The bottom line is that you get a unified pipeline to turn raw sound into perfectly polished digital assets.

1. First, subscribe to this MCP and provide your NVIDIA API Key within your agent's configuration.
2. Next, pass the audio file (or text you want spoken) from your AI client. The agent decides which sequence of tools is needed—like translating or cleaning up.
3. Finally, the MCP returns the processed output: clean transcripts, translated audio files, or new voice recordings ready for the next step in your workflow.

## Frequently Asked Questions

**Does NVIDIA Audio MCP support multiple languages?**
Yes, it supports numerous languages for both transcription and translation. You simply specify the source and target language when using audio_translation or speech_to_text.

**Can I clean noise from a recording before transcribing it with NVIDIA Audio?**
Absolutely. Before running the transcript through speech_to_text, you should first run cancel_noise on the audio file to remove background static or hums, ensuring cleaner results.

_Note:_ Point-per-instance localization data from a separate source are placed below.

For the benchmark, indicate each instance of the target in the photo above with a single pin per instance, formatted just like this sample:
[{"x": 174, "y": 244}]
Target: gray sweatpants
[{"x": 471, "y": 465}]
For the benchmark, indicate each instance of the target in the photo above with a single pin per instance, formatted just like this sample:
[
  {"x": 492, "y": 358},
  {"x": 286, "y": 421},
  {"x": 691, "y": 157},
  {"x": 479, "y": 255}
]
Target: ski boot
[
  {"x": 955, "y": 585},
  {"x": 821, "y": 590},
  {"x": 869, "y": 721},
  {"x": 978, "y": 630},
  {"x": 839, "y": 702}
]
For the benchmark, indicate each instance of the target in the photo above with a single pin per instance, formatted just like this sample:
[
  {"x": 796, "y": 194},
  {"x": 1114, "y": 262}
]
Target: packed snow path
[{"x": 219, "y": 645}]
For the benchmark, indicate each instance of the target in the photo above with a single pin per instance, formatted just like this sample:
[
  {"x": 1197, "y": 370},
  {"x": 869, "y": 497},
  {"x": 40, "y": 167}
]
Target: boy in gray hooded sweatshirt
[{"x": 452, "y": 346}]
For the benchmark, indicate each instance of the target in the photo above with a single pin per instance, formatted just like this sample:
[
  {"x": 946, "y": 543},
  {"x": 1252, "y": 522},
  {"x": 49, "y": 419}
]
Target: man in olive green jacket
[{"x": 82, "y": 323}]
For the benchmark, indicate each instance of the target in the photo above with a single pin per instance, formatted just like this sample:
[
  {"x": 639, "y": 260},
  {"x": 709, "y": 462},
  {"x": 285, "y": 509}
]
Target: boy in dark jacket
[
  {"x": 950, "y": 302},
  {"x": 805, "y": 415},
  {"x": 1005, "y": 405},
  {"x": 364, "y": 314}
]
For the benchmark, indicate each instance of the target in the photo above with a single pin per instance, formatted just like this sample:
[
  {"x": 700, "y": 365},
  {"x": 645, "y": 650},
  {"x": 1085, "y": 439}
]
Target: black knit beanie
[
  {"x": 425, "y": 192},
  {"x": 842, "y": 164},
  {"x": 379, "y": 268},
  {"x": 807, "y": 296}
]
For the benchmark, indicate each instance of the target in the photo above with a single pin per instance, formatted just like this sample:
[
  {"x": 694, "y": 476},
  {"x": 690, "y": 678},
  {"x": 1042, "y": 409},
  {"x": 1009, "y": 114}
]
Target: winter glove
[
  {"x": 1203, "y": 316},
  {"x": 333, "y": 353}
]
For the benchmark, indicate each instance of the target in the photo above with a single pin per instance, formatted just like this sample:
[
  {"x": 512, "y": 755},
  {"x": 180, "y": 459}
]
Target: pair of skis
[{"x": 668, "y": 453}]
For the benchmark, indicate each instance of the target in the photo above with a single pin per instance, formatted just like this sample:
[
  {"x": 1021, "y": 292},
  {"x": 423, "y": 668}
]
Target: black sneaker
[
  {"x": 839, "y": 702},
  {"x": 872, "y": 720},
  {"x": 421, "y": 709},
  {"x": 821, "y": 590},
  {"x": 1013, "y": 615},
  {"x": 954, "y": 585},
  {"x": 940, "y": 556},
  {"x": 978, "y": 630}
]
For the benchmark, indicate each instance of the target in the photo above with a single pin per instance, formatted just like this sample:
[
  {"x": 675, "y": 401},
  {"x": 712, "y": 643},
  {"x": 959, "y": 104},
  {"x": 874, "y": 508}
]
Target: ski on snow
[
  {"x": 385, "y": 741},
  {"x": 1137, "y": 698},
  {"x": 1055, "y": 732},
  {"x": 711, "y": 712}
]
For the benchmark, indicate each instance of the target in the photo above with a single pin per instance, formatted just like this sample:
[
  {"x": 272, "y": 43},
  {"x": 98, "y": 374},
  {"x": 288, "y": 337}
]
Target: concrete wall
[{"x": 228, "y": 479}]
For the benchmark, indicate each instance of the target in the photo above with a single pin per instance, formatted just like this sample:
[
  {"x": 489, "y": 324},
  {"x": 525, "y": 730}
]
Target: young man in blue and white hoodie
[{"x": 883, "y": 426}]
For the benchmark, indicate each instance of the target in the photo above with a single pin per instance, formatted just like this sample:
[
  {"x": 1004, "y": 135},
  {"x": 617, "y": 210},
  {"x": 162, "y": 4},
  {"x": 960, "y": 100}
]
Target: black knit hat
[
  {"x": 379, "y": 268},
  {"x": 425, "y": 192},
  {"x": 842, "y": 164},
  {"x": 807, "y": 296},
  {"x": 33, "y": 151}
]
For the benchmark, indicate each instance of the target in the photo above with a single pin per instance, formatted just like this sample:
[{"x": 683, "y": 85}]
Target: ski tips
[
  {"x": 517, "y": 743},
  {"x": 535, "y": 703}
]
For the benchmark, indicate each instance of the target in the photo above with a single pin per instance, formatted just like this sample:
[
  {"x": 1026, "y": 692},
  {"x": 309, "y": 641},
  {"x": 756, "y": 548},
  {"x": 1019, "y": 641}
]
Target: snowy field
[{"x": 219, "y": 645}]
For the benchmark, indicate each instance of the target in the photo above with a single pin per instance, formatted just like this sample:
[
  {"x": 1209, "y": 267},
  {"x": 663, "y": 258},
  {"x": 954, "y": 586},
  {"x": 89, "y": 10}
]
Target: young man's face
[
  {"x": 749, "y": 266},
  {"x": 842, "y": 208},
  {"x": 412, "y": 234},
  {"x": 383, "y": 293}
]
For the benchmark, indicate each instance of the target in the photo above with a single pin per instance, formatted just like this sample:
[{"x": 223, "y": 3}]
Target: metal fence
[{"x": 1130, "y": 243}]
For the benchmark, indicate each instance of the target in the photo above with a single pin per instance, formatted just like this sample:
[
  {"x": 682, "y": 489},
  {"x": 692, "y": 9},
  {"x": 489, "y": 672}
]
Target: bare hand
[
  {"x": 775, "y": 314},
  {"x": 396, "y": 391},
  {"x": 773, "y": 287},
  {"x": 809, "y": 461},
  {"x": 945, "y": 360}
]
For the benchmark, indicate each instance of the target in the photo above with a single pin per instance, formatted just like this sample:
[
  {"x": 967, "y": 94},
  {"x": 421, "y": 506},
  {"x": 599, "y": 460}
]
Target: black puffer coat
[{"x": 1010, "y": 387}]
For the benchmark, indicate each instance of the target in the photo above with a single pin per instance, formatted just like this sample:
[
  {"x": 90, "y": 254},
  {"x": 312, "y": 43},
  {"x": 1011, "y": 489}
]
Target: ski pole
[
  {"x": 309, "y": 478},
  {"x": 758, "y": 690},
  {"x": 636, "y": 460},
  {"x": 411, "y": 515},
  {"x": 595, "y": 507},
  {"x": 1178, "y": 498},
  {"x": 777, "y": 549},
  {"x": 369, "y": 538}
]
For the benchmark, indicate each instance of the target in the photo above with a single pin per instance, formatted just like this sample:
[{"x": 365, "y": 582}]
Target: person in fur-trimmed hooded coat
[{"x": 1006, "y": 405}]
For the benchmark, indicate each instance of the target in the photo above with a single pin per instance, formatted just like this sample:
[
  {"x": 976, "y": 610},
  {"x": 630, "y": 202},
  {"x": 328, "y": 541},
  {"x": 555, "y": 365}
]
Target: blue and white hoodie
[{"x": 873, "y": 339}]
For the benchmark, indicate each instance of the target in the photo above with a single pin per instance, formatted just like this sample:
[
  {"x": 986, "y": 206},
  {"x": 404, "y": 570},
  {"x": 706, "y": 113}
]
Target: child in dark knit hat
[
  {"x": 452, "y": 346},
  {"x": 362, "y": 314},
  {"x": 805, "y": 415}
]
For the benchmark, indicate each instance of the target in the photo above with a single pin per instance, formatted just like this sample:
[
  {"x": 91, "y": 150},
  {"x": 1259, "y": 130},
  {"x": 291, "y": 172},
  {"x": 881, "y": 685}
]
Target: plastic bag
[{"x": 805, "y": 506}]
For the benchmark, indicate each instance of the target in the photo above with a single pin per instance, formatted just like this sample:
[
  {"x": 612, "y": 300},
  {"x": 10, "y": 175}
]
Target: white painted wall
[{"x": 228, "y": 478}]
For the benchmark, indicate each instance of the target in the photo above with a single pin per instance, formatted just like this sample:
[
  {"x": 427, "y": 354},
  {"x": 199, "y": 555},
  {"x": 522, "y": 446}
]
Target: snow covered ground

**How does speaker_diarization work with NVIDIA Audio?**
speaker_diarization analyzes an audio recording and outputs a time-stamped log that identifies different speakers by assigning them unique labels throughout the file's duration.

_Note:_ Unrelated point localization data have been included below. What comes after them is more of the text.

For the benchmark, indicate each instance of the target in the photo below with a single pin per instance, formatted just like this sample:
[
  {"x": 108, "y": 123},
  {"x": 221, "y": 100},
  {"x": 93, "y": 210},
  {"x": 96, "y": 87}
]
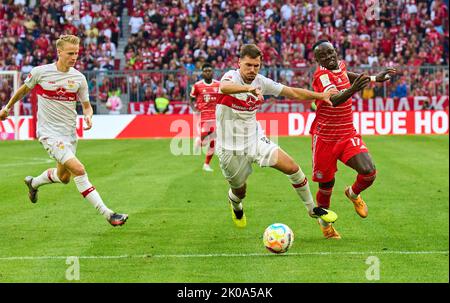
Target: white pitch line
[
  {"x": 227, "y": 255},
  {"x": 24, "y": 163}
]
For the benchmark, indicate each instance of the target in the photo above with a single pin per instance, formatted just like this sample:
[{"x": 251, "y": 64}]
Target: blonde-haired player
[{"x": 59, "y": 86}]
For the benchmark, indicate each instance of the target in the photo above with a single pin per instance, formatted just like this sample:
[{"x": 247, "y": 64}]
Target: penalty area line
[{"x": 386, "y": 252}]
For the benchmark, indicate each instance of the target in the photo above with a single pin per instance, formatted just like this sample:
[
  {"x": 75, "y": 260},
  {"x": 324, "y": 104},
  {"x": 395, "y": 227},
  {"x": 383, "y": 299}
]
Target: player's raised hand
[
  {"x": 386, "y": 74},
  {"x": 327, "y": 95},
  {"x": 88, "y": 121},
  {"x": 256, "y": 92},
  {"x": 4, "y": 114},
  {"x": 360, "y": 82}
]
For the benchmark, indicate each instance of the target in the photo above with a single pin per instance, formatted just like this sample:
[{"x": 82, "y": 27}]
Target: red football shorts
[
  {"x": 326, "y": 155},
  {"x": 207, "y": 128}
]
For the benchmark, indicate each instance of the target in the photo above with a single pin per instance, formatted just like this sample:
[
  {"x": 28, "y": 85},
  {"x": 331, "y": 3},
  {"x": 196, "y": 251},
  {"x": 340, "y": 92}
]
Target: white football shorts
[
  {"x": 237, "y": 166},
  {"x": 60, "y": 149}
]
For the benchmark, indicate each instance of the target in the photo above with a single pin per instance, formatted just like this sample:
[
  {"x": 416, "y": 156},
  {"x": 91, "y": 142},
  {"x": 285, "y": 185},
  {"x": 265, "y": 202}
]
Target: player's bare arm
[
  {"x": 19, "y": 94},
  {"x": 192, "y": 104},
  {"x": 359, "y": 83},
  {"x": 383, "y": 76},
  {"x": 87, "y": 112},
  {"x": 229, "y": 88},
  {"x": 304, "y": 94}
]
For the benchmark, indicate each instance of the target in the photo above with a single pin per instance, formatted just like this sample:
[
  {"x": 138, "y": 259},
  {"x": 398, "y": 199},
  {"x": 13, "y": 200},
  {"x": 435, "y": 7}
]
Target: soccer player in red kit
[
  {"x": 204, "y": 95},
  {"x": 333, "y": 135}
]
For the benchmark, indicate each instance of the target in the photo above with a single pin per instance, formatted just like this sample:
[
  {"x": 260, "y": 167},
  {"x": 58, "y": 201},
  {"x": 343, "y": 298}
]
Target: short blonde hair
[{"x": 63, "y": 39}]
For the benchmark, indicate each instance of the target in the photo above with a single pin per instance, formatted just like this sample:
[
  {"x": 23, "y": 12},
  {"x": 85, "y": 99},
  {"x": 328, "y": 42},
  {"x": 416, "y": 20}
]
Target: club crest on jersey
[
  {"x": 60, "y": 145},
  {"x": 61, "y": 91},
  {"x": 318, "y": 174},
  {"x": 71, "y": 84},
  {"x": 252, "y": 101}
]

**What is the difference between summarize_audio and transcribing with NVIDIA Audio?**
Transcribing (speech_to_text) gives you every word spoken. Summarizing (summarize_audio) takes that full transcript and condenses it into key takeaways, saving you reading time.

**Is voice cloning in NVIDIA Audio restricted to one language?**
No, the clone_voice tool allows you to establish a unique audio fingerprint. You can then generate new speech using that cloned voice across multiple languages for consistent branding.